When I was young, My grandparents owned an abandoned farm.  I’m not sure what their intentions were, as it had a farm house, barns,  fields and a swampy woodland.  I just remember the barn being full of antique tractors and machinery.  Also, the house had storage uses, as radios from the thirties and other used items always captivated me.  That’s kind of how this Museum strikes me, almost an old warehouse holding Items that have no place in the modern world.

To prove this point, I find a room full of appliances and furniture, all proclaiming the Hamilton name.  They’re not restored.  There’s rust, scrapes and scratches on the furniture and signing.  However, they look as if I could still find a use for these relics, if need be.

I make my way from the furniture and appliances, once built in Two Rivers, and find  a cool collection of printing presses.  The linotypes are my favorite, kind of like an enormous typewriter.  I look at the antique, cumbersome, and monstrous machinery, thinking that at one time, in the technological evolution of our world, that this was cutting edge.  In the upcoming days, I will write of my experience on something incredibly smaller.  My device is able to communicate text and display color photos, all with the click of a button.

I leave with an appreciation of this modern world.  The digital era has made it so much easier to communicate, versus the days of the tedious printing presses.  So much, these days, can be communicated, whether we appreciate every sentiment or not.

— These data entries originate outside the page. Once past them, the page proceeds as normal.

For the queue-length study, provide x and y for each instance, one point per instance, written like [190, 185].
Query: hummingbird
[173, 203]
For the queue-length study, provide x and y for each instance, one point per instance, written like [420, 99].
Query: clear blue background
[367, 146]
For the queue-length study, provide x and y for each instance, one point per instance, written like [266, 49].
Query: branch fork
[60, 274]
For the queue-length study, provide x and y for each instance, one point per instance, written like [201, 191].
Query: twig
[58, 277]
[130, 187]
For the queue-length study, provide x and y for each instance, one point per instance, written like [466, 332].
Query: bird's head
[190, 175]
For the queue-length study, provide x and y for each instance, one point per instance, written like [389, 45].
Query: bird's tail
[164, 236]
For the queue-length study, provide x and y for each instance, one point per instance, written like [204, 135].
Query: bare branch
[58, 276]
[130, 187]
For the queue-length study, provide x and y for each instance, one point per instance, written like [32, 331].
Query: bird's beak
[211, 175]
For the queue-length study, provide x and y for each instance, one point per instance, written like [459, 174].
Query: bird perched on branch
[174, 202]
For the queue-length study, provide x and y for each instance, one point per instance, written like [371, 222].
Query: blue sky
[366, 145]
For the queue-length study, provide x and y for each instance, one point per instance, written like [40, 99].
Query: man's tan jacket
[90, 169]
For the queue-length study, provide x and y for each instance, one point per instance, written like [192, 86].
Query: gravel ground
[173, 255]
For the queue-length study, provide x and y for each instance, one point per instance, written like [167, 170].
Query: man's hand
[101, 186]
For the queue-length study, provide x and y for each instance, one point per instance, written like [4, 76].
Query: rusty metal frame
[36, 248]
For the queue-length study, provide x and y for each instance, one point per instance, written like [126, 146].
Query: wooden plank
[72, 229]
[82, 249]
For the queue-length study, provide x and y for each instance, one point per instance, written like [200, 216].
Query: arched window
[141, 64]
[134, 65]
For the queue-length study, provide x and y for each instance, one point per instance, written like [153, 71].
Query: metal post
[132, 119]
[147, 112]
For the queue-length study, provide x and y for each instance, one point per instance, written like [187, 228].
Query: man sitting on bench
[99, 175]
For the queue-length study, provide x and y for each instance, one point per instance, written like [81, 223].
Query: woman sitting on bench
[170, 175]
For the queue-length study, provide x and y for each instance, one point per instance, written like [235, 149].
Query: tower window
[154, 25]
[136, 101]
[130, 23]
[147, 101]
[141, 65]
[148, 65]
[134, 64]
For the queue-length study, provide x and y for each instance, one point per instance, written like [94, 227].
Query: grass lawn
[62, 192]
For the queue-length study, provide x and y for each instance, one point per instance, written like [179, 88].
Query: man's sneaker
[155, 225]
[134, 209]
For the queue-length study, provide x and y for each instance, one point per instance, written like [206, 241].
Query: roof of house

This is a great place to visit if your in the Two Rivers area.  I think this would be a great learning opportunity for any child who utilizes social media.  I truly believe the fact that, once before TV and Radio, an eight page newspaper connected people would blow a kids mind .  It kind of blows mine, what would I do if I couldn’t follow Donald Trump’s boisterous tweets.

Tuesday-Saturday 9-5

Sunday 1-5

Closed Monday

Admission $5 Children, veterans and seniors $3.